Rasanya kemiskinannya bukan kondisi materil aja, tapi juga kondisi mental. Yang dibentuk dari lingkungan itu sendiri. Coba sebutin berapa banyak hal ditengah kehidupan kita yang perlu disuap/diberi pelicin dengan uang? Masuk sekolah yg katanya gratis aja kudu beli kursi, ngurus BPJS, ngurus identitas diri, dapetin kerjaan, dsb. Semuanya kaya judul lagu, Bayar Bayar Bayar alias perlu uang. Masyarakat perlu uang buat bayar ini itu semua. Buat mencukupi kebutuhan harian yang makin hari makin naik & membengkak. Semuanya kaya udah menjalar ke sendi sendi kehidupan masyarakat kita. Bikin masyarakat seolah perlu menghalalkan segala cara pada akhirnya. 

Disisi lain rasanya keadaan ini bakal lebih baik asalkan pemerintah minimal mendukung pemenuhan kebutuhan dasar masyarakat. Pendidikan, kesehatan, sembako atau lapangan pekerjaan. Sayangnya pemerintah terlalu meromantisasi bantuan sosial. Programnya sebenarnya baik tapi eksekusinya punya banyak celah. Solusi yg seringkali jangka pendek & ga efektif apalagi ngobrolin soal data. Solusi yg dikit-dikit bansos ini bikin masyarakat jadi kaya dilenakan & terbiasa. Dipaksa merasa miskin agar bisa dibantu. Karna bagaimanapun kondisi (beneran miskin atau kaya) dan berapa pun jumlahnya, uang pasti butuh, pasti terpakai, pasti ga bakal cukup.

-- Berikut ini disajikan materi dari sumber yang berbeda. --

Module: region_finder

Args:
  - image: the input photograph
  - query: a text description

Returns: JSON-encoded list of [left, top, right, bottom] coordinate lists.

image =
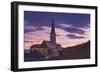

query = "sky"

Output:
[[24, 11, 90, 49]]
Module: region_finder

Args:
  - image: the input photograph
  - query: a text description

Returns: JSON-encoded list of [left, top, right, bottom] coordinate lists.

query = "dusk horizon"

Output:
[[24, 11, 90, 49]]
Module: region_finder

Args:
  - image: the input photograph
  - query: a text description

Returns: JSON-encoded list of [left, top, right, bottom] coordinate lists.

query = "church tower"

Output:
[[50, 18, 56, 45]]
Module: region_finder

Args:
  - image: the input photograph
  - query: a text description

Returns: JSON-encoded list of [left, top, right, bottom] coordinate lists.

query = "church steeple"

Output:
[[50, 17, 56, 44]]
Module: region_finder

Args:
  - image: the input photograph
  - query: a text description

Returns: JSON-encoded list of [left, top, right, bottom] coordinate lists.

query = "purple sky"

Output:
[[24, 11, 90, 48]]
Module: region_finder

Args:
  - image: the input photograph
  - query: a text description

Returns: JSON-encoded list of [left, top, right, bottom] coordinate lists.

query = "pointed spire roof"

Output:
[[51, 17, 55, 33]]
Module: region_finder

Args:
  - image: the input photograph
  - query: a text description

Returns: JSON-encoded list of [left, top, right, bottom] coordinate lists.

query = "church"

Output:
[[30, 19, 63, 58]]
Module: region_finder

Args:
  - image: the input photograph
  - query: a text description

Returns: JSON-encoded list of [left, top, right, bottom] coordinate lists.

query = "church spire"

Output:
[[50, 17, 56, 44]]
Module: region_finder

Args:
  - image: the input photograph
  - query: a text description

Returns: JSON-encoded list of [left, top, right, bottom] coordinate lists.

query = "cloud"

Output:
[[24, 26, 90, 48], [58, 24, 90, 34], [67, 34, 85, 39]]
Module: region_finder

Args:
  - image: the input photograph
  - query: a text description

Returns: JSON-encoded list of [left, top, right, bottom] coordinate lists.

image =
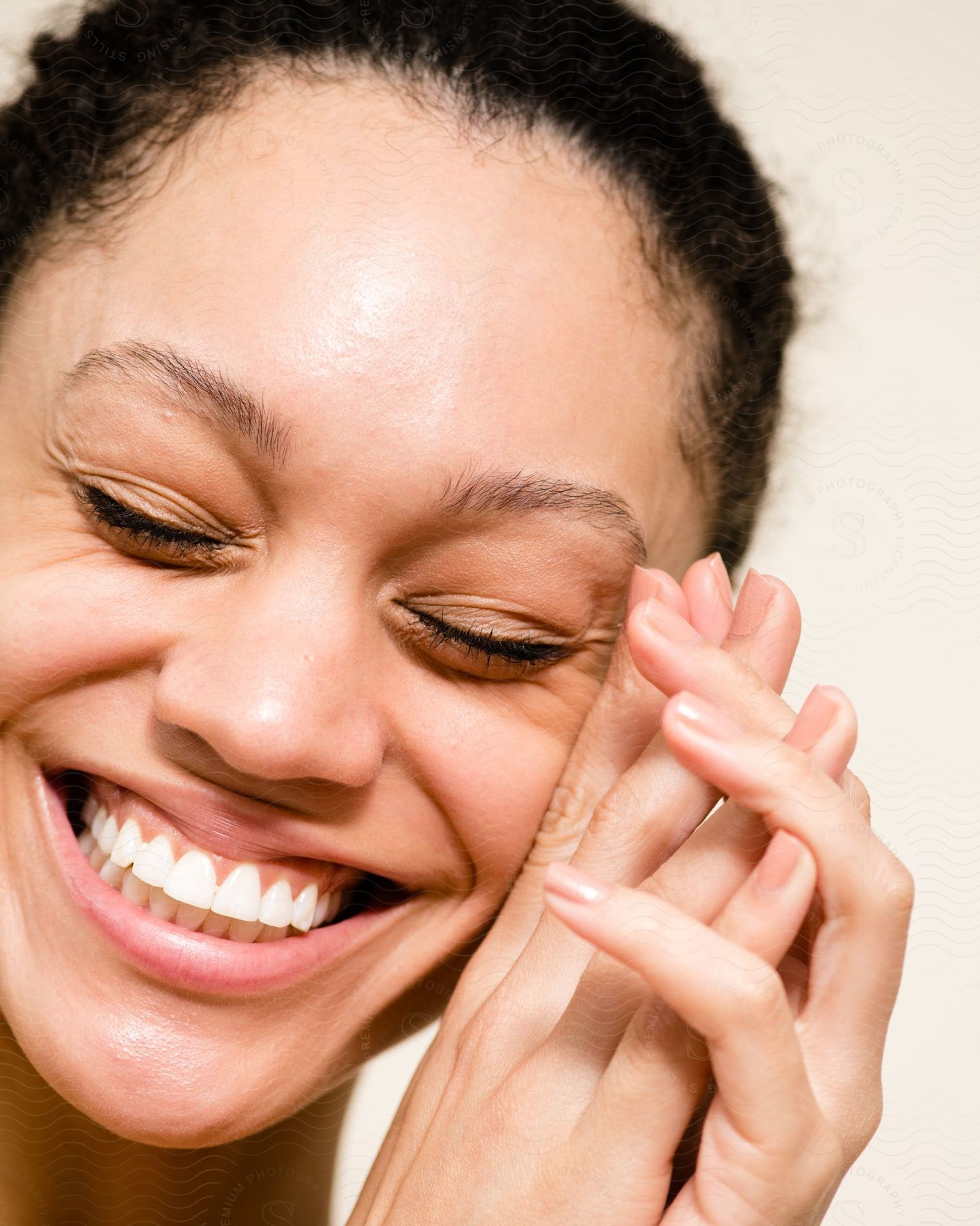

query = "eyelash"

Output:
[[78, 486, 569, 672]]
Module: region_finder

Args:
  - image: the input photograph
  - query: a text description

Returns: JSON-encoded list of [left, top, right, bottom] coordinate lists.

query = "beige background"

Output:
[[0, 0, 980, 1226]]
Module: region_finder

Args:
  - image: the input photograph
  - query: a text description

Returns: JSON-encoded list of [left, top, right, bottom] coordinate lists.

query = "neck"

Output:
[[0, 1018, 353, 1226]]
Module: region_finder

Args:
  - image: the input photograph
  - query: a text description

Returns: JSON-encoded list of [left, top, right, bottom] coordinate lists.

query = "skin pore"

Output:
[[0, 72, 704, 1226]]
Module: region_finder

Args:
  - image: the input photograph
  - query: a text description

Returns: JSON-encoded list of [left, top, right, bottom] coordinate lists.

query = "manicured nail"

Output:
[[640, 601, 700, 642], [791, 685, 840, 749], [755, 830, 804, 894], [663, 690, 742, 740], [545, 861, 610, 902], [626, 567, 671, 616], [729, 567, 776, 634], [708, 550, 735, 608]]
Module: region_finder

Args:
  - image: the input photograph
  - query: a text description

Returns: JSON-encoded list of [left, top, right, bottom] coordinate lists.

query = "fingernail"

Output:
[[545, 861, 610, 902], [640, 601, 700, 642], [708, 552, 735, 608], [663, 690, 742, 740], [755, 830, 804, 894], [729, 567, 776, 634], [792, 685, 840, 749], [626, 567, 669, 616]]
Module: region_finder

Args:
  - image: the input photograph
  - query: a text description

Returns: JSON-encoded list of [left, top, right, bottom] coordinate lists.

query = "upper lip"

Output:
[[49, 763, 417, 886]]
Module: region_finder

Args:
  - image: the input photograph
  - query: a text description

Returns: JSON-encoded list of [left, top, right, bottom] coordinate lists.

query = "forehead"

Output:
[[29, 76, 696, 559]]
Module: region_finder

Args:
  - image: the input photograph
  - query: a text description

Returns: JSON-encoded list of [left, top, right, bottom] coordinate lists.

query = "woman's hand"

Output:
[[351, 563, 912, 1223], [546, 690, 914, 1226]]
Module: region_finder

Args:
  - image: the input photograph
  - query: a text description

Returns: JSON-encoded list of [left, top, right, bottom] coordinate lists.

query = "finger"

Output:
[[532, 688, 853, 1117], [663, 693, 914, 1059], [712, 830, 817, 966], [537, 687, 853, 1073], [573, 830, 817, 1162], [626, 563, 697, 620], [546, 849, 819, 1155], [530, 567, 688, 863], [651, 685, 857, 923], [681, 553, 733, 644], [495, 583, 798, 1041], [626, 571, 800, 736]]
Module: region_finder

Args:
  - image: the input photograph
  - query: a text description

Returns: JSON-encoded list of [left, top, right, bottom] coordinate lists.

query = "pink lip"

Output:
[[34, 774, 415, 996]]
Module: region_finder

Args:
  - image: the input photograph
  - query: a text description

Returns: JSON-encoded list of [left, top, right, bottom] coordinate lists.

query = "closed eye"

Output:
[[412, 610, 570, 670], [75, 486, 571, 672]]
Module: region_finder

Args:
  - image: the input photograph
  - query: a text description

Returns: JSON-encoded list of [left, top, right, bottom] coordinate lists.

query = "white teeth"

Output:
[[89, 804, 109, 843], [98, 860, 127, 890], [201, 911, 232, 937], [119, 868, 150, 907], [163, 849, 215, 911], [95, 814, 119, 855], [173, 902, 211, 932], [150, 885, 180, 920], [133, 835, 173, 885], [109, 818, 144, 868], [255, 924, 289, 941], [77, 796, 345, 941], [291, 883, 317, 932], [259, 878, 293, 932], [211, 864, 262, 923], [228, 920, 265, 943]]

Dari berita-berita akhir ini bahkan, pemerintah bukannya memberi edukasi & teladan justru malah menambah kejengahan

Belum faktor lain yang makin hidup penuh rupa-rupa. Sebut aja judol, pinjol, dan pengaruh media sosial. Yang kita semua bisa terjerat, semua bisa terpengaruh. Miskin atau kaya.